If you are looking for a new job or have an interview coming up, it’s important to think about your interviewing techniques. The best way to avoid the most common interview mistakes is to consciously decide not to make them.
Here are five big interview mistakes to consider and avoid:
1. Negativity about your current employer
Being negative about your existing employer is one of the most common mistakes interviewees make. Frustrations and clashes arise in all organisations so a potential employer needs to know that you can manage yourself through this rather than simply calling it quits every time frustrations arise. Effectively they will want to know how you would behave if you were part of their business. Would you help move people forward or be a negative influence?
2. Lacking in confidence
Bad eye contact, lack of confidence in delivering answers and a weak handshake are typical mistakes made by interviewees. In most roles interpersonal skills are important so you need to make the effort to come across as self-assured even if you are nervous. Try deep breathing techniques before the interview.
3. Being unprepared
One of the biggest mistakes candidates make is failing to prepare sufficiently. Great candidates value their career and work hard to manage it successfully. They would not simply read a company website and presume they knew enough about the business. It’s important to research the company culture as well as what challenges the company is currently facing. Different things will matter to different people but well prepared questions will demonstrate that you have done your homework and are taking the interview seriously. Knowing the answers to these questions will also ensure that you are not making the wrong career move.
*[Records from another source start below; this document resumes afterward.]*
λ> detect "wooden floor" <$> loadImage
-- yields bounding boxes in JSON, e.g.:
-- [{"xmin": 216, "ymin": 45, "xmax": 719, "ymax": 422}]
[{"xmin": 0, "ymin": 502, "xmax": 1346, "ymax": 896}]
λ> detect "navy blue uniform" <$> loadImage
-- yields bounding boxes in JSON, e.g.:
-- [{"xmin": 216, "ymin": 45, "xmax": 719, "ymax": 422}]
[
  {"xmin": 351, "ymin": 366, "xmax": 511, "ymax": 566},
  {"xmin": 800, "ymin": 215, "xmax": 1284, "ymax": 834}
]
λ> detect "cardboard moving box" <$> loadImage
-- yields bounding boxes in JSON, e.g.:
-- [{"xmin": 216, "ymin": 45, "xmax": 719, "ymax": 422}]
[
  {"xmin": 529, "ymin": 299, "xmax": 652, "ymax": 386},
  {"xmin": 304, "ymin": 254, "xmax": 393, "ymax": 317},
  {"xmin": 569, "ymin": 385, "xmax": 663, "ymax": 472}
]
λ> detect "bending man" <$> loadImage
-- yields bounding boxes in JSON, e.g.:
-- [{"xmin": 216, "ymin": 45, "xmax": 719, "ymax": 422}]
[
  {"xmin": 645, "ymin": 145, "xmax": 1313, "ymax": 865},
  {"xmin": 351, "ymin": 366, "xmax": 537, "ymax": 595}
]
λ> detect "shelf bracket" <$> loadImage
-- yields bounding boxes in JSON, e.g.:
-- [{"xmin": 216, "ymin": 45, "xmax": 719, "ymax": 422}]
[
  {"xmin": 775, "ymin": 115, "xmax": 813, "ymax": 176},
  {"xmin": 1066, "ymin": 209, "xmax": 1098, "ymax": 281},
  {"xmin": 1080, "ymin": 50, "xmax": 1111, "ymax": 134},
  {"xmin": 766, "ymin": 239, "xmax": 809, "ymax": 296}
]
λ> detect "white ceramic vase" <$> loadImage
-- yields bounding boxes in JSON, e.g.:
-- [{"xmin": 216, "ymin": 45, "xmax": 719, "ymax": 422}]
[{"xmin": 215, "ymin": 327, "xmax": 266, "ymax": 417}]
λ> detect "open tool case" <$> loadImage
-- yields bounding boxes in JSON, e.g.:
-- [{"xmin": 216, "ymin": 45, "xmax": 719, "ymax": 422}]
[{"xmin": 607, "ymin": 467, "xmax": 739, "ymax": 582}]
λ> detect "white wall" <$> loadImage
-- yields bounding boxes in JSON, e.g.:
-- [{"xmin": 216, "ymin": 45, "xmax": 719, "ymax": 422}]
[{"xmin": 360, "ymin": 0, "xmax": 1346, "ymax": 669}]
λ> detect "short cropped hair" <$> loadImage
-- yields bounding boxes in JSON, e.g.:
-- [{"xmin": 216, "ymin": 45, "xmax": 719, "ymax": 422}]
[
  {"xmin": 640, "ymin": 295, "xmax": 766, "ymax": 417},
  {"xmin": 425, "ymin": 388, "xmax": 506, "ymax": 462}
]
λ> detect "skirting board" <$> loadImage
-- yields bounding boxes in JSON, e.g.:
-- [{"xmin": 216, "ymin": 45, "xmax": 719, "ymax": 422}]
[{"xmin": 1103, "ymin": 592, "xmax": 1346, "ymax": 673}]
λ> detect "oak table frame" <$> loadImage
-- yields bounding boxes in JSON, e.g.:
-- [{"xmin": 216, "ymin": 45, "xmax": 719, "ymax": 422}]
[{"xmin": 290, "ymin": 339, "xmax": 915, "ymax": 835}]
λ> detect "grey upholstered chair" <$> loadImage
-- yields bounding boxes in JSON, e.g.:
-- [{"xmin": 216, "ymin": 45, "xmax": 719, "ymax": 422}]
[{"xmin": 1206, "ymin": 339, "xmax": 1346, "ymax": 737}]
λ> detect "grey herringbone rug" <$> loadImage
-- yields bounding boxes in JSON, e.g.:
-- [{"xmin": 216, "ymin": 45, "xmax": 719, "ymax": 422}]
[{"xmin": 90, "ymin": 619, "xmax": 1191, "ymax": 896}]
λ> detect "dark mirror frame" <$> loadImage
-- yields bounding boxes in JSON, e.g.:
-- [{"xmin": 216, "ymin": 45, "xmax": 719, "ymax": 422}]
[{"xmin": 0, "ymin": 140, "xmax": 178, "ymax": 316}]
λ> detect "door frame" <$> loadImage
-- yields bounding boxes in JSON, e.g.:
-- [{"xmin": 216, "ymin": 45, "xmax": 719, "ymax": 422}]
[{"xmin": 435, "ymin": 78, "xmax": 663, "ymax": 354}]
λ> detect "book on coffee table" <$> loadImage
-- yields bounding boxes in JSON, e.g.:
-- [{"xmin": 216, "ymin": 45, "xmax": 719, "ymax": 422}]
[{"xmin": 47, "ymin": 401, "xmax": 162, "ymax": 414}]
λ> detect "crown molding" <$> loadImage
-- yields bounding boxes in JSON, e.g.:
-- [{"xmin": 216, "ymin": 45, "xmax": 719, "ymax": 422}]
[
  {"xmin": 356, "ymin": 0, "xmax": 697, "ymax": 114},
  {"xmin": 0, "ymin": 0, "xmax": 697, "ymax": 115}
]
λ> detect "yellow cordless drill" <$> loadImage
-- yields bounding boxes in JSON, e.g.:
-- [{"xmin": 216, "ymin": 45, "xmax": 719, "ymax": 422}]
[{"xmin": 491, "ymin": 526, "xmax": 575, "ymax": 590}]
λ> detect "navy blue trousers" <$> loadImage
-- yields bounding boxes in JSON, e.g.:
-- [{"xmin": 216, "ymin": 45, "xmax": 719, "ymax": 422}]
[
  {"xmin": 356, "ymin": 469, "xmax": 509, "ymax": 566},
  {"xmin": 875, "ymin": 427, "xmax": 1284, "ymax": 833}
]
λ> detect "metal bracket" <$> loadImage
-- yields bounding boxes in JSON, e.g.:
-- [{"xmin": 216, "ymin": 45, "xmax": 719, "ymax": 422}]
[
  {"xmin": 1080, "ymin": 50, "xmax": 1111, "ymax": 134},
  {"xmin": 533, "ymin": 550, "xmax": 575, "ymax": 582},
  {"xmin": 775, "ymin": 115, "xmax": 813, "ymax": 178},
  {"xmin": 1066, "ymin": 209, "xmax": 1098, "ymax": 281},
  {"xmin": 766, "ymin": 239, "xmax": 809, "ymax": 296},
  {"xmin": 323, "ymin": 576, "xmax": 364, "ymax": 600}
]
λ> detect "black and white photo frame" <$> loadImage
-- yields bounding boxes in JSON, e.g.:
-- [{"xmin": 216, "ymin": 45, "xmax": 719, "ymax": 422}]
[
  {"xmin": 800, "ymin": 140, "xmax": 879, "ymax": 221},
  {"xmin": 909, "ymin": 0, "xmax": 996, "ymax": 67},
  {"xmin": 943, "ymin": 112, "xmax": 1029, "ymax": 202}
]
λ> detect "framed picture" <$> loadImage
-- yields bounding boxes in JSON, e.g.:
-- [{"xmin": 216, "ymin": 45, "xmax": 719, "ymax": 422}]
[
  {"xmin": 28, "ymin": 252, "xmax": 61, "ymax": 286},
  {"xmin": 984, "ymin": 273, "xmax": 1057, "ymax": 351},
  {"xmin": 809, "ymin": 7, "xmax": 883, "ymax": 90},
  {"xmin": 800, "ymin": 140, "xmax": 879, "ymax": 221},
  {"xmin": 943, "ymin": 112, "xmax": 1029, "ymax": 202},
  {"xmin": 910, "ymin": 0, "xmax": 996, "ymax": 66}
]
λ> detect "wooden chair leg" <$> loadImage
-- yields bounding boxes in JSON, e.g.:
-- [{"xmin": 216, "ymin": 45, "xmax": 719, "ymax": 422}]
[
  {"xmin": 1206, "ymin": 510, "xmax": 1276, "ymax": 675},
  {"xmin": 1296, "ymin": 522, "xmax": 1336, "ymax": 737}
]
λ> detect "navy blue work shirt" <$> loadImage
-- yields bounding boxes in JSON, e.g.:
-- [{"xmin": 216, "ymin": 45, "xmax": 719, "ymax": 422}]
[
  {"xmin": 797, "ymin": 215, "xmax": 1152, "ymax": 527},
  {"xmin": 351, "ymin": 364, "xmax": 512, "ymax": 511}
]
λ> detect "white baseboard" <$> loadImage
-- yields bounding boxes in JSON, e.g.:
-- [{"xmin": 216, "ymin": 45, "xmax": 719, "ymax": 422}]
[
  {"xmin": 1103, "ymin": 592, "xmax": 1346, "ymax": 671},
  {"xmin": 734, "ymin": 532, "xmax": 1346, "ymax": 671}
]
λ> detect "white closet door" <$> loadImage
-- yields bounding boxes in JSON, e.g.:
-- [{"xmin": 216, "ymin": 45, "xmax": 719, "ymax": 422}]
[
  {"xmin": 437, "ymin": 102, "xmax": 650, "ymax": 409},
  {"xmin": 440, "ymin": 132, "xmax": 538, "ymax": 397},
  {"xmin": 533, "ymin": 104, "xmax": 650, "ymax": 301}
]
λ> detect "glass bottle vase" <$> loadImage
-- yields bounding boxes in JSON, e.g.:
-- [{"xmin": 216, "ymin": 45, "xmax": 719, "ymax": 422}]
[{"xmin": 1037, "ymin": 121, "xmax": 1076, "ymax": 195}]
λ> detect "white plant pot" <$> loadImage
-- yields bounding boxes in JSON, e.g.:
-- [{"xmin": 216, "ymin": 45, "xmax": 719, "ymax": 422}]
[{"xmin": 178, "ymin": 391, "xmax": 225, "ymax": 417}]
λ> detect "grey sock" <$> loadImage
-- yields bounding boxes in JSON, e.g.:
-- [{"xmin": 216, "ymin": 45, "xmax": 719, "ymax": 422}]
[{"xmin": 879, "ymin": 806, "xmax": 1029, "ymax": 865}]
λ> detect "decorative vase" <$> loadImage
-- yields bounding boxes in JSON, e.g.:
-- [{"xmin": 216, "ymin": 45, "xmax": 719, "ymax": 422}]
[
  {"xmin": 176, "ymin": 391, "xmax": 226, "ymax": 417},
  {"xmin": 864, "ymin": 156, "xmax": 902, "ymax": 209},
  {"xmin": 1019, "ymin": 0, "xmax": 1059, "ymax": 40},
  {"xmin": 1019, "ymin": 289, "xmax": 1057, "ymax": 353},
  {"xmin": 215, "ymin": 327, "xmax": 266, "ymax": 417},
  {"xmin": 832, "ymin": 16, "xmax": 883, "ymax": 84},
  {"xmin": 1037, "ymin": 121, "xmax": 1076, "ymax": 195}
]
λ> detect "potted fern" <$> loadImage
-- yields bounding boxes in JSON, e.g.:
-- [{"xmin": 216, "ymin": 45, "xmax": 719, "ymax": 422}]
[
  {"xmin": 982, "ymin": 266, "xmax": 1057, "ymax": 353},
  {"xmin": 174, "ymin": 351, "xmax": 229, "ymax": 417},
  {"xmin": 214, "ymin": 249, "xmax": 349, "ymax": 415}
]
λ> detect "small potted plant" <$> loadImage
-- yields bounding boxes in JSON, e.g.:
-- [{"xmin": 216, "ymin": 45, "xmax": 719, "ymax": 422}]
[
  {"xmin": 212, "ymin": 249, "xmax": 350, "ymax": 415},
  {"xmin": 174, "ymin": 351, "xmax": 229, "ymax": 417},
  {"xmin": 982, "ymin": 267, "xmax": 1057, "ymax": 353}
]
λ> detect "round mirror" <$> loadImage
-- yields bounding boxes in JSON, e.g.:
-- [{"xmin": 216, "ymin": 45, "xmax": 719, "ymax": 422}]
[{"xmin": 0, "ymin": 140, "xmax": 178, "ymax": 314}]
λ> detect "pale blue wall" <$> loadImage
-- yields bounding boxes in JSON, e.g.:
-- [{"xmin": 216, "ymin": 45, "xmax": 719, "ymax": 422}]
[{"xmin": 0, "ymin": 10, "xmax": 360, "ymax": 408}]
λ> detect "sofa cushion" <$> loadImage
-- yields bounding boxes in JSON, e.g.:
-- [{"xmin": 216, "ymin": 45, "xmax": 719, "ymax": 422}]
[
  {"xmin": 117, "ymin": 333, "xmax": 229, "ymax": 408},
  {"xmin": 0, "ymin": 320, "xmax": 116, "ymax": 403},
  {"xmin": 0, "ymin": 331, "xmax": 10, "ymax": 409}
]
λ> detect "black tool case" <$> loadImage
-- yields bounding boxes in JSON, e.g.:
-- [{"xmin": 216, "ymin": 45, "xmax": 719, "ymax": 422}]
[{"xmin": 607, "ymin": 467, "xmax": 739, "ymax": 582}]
4. Don’t say ‘we’, say ‘I’
Candidates referring to their successes as something that ‘we’ did as opposed to ‘I’ can leave the more astute interviewer with the impression that the candidate is potentially taking credit for a project/account that they only played a small part in helping to win as opposed to something that they were solely responsible for.
The most important thing is to highlight your achievements and the role you played in successes honestly.
5. Lack of personality
In the current market, shortlists are filled with individuals who are undoubtedly qualified to perform the role but the differentiator is almost entirely around the personality profile and human connection capabilities. This means that either subconsciously or consciously, you’re being assessed from the moment you enter the building. If you are unable to build rapport with the person who picks you up from the reception area, makes your coffee AND interviews you, you’re going to miss out. A sincere interest in the people you could be working with and the business and organisational culture is a necessity for any job interview.